Il 43% dei pazienti Covid positivi che passano ogni giorno dai pronto soccorso (5.200 persone), spiega Manca, "permane oltre le 24 ore per l’impossibilità di trovare un posto letto nei reparti di degenza, il che significa che in pronto soccorso i pazienti covid-19 vengono accolti, diagnosticati, adeguatamente trattati e molto spesso dimessi per esaurimento dell’iter di cura. Solo il 21% degli ingressi rimane in pronto soccorso meno di 6 ore, standard previsto dal Ministero della Sanità per interventi definiti di emergenza".

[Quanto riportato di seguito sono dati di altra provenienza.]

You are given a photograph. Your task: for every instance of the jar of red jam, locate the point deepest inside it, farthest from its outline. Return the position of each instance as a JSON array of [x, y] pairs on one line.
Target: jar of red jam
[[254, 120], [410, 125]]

Per Manca del Servizio sanitario italiano si può "sicuramente andare fieri per la sua universalità di accesso alle cure", ma "non si possono negare le carenze accumulate nel corso dei decenni più recenti. Le criticità che ci troviamo ad affrontare e che oggi mettono in crisi soprattutto le unità di pronto soccorso, le Osservazioni brevi intensive e le Medicine d’urgenza, seppur note alla classe politica ed ai decisori, non hanno generato operazioni di adeguamento delle strutture, delle piante organiche e dell’organizzazione nelle unità operative deputate alla gestione della emergenza-urgenza. È noto come in questa seconda fase pandemica le strutture siano stressate da un eccessivo carico di lavoro, schiacciate tra i problemi non risolti sul territorio e quelli dei reparti ospedalieri", dice Manca.

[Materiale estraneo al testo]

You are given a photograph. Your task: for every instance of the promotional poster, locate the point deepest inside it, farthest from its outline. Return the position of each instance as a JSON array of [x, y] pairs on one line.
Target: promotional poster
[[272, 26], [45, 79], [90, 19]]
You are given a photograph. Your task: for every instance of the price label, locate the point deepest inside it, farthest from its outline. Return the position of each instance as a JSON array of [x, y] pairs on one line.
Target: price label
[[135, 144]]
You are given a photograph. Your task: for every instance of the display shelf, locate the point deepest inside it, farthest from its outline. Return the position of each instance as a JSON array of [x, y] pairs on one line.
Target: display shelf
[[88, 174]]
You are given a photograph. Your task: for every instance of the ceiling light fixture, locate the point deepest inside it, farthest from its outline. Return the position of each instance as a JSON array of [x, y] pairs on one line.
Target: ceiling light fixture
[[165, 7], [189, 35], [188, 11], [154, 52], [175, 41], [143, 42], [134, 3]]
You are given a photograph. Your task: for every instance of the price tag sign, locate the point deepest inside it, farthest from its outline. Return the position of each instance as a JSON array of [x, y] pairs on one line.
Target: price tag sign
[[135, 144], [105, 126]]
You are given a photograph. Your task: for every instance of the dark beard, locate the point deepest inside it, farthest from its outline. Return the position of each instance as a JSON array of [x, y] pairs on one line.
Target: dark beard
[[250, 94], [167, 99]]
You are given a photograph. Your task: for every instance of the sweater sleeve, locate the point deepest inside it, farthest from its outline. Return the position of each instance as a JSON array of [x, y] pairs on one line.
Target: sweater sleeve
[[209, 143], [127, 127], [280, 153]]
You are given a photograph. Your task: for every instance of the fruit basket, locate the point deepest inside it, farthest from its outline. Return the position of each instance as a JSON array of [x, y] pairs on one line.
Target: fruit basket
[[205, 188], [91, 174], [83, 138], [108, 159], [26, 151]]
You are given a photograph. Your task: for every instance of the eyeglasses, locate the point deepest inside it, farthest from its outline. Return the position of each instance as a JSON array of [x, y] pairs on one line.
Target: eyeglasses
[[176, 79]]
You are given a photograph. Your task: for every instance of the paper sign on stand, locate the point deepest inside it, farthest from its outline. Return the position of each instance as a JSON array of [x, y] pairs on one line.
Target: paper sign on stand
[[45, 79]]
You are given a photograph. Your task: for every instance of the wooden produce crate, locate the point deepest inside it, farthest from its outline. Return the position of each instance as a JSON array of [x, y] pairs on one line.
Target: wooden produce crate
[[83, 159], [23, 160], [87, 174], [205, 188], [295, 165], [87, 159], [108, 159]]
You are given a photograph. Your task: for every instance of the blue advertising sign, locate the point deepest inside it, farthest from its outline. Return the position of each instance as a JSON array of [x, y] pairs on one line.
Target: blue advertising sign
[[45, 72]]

"Mai come oggi le competenze degli operatori della emergenza-urgenza si sono dimostrate indispensabili e insostituibili per poter gestire in contemporanea l’emergenza Covid e le necessità dei pazienti non Covid che in questa seconda fase non hanno smesso di fare riferimento al servizio, come invece era accaduto nella scorsa primavera. Si stima siano circa 24.500 al giorno, uno ogni 17 minuti".

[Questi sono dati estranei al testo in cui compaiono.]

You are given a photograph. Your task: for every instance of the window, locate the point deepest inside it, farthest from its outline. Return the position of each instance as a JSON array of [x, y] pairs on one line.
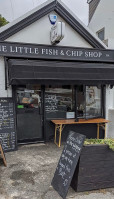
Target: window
[[28, 97], [101, 34], [59, 102], [93, 101]]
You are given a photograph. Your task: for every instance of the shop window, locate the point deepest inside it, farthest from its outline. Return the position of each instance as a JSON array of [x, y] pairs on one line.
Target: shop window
[[59, 102], [28, 97], [101, 34], [93, 101]]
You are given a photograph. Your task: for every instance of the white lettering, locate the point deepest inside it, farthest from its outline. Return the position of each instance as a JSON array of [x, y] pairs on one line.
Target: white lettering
[[36, 51], [4, 49], [43, 50], [93, 54], [68, 53], [50, 52], [11, 49], [20, 49], [26, 49]]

Manca riferisce "numerose segnalazioni, da ogni parte d'Italia, di enormi preoccupazioni da parte dei medici e Infermieri dei pronto soccorso inerenti alla gestione del numero e della tipologia di pazienti che giornalmente afferiscono alle unità operative. Segnalazioni che hanno come unico scopo l’analisi finalizzata alla condivisione delle esperienze per poter affrontare al meglio le difficoltà e assicurare la qualità del servizio e delle prestazioni di risposta sanitaria e che invece vengono purtroppo troppo spesso strumentalizzate e interpretate in modo pretestuoso da parte di chi dovrebbe invece concretamente essere attivo e decisionale per migliorare lo status dei servizi".

"Abbiamo recentemente assistito a casi di sanzioni disciplinari nei confronti di colleghi che hanno avuto il coraggio di evidenziare pubblicamente tali criticità. Come Simeu vogliamo prendere posizione per dar voce ai professionisti dell’emergenza ospedaliera e territoriale che ogni giorno si trovano risolutamente a operare in situazioni che possiamo definire estremamente complesse, soprattutto per via dei limiti difficilmente superabili nell’attuale contesto. Mi faccio personalmente portavoce del sostegno alle giuste rivendicazioni che provengono proprio da chi opera in prima linea sentendone forte e viva la responsabilità, senza per altro dimenticare quanto a rischio sia ogni giorno la loro incolumità", conclude Manca.